Cotton is cultivated to latitude 40 in the new world, but extends to Astrachan in latitude 46 in the old. The sugar cane, the plantain, the mulberry, the betel nut, the indigo tree, the tea tree, repay the labours of the cultivator in India and China; and several of these plants have been transferred, with success, to America and the West Indies. In equinoctial America a great number of inhabitants find abundant nourishment on a narrow space cultivated with plantain, cassava yams, and maize. The bread fruit tree begins to be cultivated in the Manillas, and extends through the Pacific; the sago palm in the Moluccas, the cabbage tree in the Pelew islands.
In this manner the various tribes of men are provided with vegetable food. Some however live on their cattle, and thus make the produce of the earth only mediately subservient to their wants. Thus the Tartar tribes depend on their flocks and herds for food: the taste for the flesh of the horse seems to belong to the Mongols, Fins, and other descendants of the ancient Scythians: the locust eaters are found now, as formerly, in Africa.
Many of these differences depend upon custom, soil, and other causes with which we do not here meddle; but many are connected with climate: and the variety of the resources which man thus possesses, arises from the variety of constitution belonging to cultivable vegetables, through which one is fitted to one range of climate, and another to another. We conceive that this variety and succession of fitness for cultivation, shows undoubted marks of a most foreseeing and benevolent design in the Creator of man and of the world.
3. By differences in vegetables of the kind we have above described, the sustentation and gratification of man’s physical nature is copiously provided for. But there is another circumstance, a result of the difference of the native products of different regions, and therefore a consequence of that difference of climate on which the difference of native products depends,[5] which appears to be worthy our notice. The difference of the productions of different countries has a bearing not only upon the physical, but upon the social and moral condition of man.
The intercourse of nations in the way of discovery, colonization, commerce; the study of the natural history, manners, institutions of foreign countries; lead to most numerous and important results. Without dwelling upon this subject, it will probably be allowed that such intercourse has a great influence upon the comforts, the prosperity, the arts, the literature, the power, of the nations which thus communicate. Now the variety of the productions of different lands supplies both the stimulus to this intercourse, and the instruments by which it produces its effects. The desire to possess the objects or the knowledge which foreign countries alone can supply, urges the trader, the traveller, the discoverer to compass land and sea; and the progress of the arts and advantages of civilization consists almost entirely in the cultivation, the use, the improvement of that which has been received from other countries.

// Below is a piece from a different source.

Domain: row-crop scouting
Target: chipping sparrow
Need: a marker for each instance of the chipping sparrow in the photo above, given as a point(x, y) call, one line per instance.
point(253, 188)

This is the case to a much greater extent than might at first sight be supposed. Where man is active as a cultivator, he scarcely ever bestows much of his care on those vegetables which the land would produce in a state of nature. He does not select some of the plants of the soil and improve them by careful culture, but, for the most part, he expels the native possessors of the land, and introduces colonies of strangers.

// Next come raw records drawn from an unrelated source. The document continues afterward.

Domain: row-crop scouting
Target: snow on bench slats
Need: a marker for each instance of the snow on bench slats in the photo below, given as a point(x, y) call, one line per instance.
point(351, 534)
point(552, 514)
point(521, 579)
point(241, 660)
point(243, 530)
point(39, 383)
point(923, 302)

Thus, to take the condition of our own part of the globe as an example; scarcely one of the plants which occupy our fields and gardens is indigenous to the country. The walnut and the peach come to us from Persia; the apricot from Armenia: from Asia Minor, and Syria, we have the cherry tree, the fig, the pear, the pomegranate, the olive, the plum, and the mulberry. The vine which is now cultivated is not a native of Europe; it is found wild on the shores of the Caspian, in Armenia and Caramania. The most useful species of plants, the cereal vegetables, are certainly strangers, though their birth place seems to be an impenetrable secret. Some have fancied that barley is found wild on the banks of the Semara, in Tartary, rye in Crete, wheat at Baschkiros, in Asia; but this is held by the best botanists to be very doubtful. The potatoe, which has been so widely diffused over the world in modern times, and has added so much to the resources of life in many countries, has been found equally difficult to trace back to its wild condition.

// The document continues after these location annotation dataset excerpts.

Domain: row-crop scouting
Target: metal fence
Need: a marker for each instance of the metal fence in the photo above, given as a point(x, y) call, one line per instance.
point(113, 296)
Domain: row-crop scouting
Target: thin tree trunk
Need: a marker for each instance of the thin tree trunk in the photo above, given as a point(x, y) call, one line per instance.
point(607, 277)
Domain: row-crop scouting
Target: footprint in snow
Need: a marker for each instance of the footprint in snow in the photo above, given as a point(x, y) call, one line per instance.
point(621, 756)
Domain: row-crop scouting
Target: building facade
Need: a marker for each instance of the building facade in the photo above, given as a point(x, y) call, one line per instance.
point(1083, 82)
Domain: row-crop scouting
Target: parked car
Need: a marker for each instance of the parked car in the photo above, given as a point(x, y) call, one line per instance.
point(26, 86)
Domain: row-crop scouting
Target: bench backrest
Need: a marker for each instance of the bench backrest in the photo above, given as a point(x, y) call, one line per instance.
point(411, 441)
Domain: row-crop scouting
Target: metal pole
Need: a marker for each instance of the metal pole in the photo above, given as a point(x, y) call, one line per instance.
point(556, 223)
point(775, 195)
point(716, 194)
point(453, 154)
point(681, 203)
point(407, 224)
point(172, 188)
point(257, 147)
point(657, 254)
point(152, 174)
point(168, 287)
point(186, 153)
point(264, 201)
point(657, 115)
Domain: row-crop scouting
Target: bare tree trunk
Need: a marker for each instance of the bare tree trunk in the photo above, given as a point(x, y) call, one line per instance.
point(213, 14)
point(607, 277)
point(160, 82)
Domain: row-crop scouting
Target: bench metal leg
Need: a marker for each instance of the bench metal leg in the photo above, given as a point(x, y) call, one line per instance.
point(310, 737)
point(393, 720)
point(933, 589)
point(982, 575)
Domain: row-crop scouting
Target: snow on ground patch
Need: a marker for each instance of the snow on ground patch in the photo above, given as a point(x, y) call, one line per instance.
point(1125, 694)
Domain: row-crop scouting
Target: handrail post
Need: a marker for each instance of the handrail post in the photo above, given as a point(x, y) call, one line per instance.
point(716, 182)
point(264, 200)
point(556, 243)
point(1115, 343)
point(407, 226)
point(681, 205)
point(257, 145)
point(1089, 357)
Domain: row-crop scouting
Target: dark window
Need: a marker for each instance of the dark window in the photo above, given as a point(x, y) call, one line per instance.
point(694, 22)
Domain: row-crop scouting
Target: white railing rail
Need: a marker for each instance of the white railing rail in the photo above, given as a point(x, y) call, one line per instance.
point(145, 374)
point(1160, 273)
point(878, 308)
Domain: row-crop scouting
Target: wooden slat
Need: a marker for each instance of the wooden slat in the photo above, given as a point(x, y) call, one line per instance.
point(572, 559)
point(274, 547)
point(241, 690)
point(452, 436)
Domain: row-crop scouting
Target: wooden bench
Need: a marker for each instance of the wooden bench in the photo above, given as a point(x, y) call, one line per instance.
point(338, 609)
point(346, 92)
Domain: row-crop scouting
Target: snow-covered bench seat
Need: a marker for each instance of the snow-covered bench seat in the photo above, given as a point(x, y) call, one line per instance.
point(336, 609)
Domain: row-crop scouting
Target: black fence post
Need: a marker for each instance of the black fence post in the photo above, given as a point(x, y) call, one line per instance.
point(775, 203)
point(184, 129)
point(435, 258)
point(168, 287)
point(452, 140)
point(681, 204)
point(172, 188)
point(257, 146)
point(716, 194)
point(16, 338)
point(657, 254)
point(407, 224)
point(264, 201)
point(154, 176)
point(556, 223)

Thus widely are spread the traces of the connexion of the progress of civilization with national intercourse. In our own country a higher state of the arts of life is marked by a more ready and extensive adoption of foreign productions. Our fields are covered with herbs from Holland, and roots from Germany; with Flemish farming and Swedish turnips; our hills with forests of the firs of Norway. The chestnut and poplar of the south of Europe adorn our lawns, and below them flourish shrubs and flowers from every clime in profusion. In the mean time Arabia improves our horses, China our pigs, North America our poultry, Spain our sheep, and almost every country sends its dog. The products which are ingredients in our luxuries, and which we cannot naturalize at home, we raise in our colonies; the cotton, coffee, sugar of the east are thus transplanted to the farthest west; and man lives in the middle of a rich and varied abundance which depends on the facility with which plants and animals and modes of culture can be transferred into lands far removed from those in which nature had placed them. And this plenty and variety of material comforts is the companion and the mark of advantages and improvements in social life, of progress in art and science, of activity of thought, of energy of purpose, and of ascendancy of character.
The differences in the productions of different countries which lead to the habitual intercourse of nations, and through this to the benefits which we have thus briefly noticed, do not all depend upon the differences of temperature and climate alone. But these differences are among the causes, and are some of the most important causes, or conditions, of the variety of products; and thus that arrangement of the earth’s form and motion from which the different climates of different places arises, is connected with the social and moral welfare and advancement of man.
We conceive that this connexion, though there must be to our apprehension much that is indefinite and uncertain in tracing its details, is yet a point where we may perceive the profound and comprehensive relations established by the counsel and foresight of a wise and good Creator of the world and of man, by whom the progress and elevation of the human species was neither uncontemplated nor uncared for.
4. We have traced, in the variety of organized beings, an adaptation to the variety of climates, a provision for the sustentation of man all over the globe, and an instrument for the promotion of civilization and many attendant benefits. We have not considered this variety as itself a purpose which we can perceive or understand without reference to some ulterior end. Many persons, however, and especially those who are already in the habit of referring the world to its Creator, will probably see something admirable in itself in this vast variety of created things. There is indeed something well fitted to produce and confirm a reverential wonder, in these apparently inexhaustible stores of new forms of being and modes of existence; the fixity of the laws of each class, its distinctness from all others, its relations to many. Structures and habits and characters are exhibited, which are connected and distinguished according to every conceivable degree of subordination and analogy, in their resemblances and in their differences. Every new country we explore presents us with new combinations, where the possible cases seem to be exhausted; and with new resemblances and differences, constructed as if to elude what conjecture might have hit upon, by proceeding from the old ones. Most of those who have any large portion of nature brought under their notice in this point of view, are led to feel that there is, in such a creation, a harmony, a beauty, and a dignity, of which the impression is irresistible; which would have been wanting in any more uniform and limited system such as we might try to imagine; and which of itself gives to the arrangements by which such a variety on the earth’s surface is produced, the character of well devised means to a worthy end.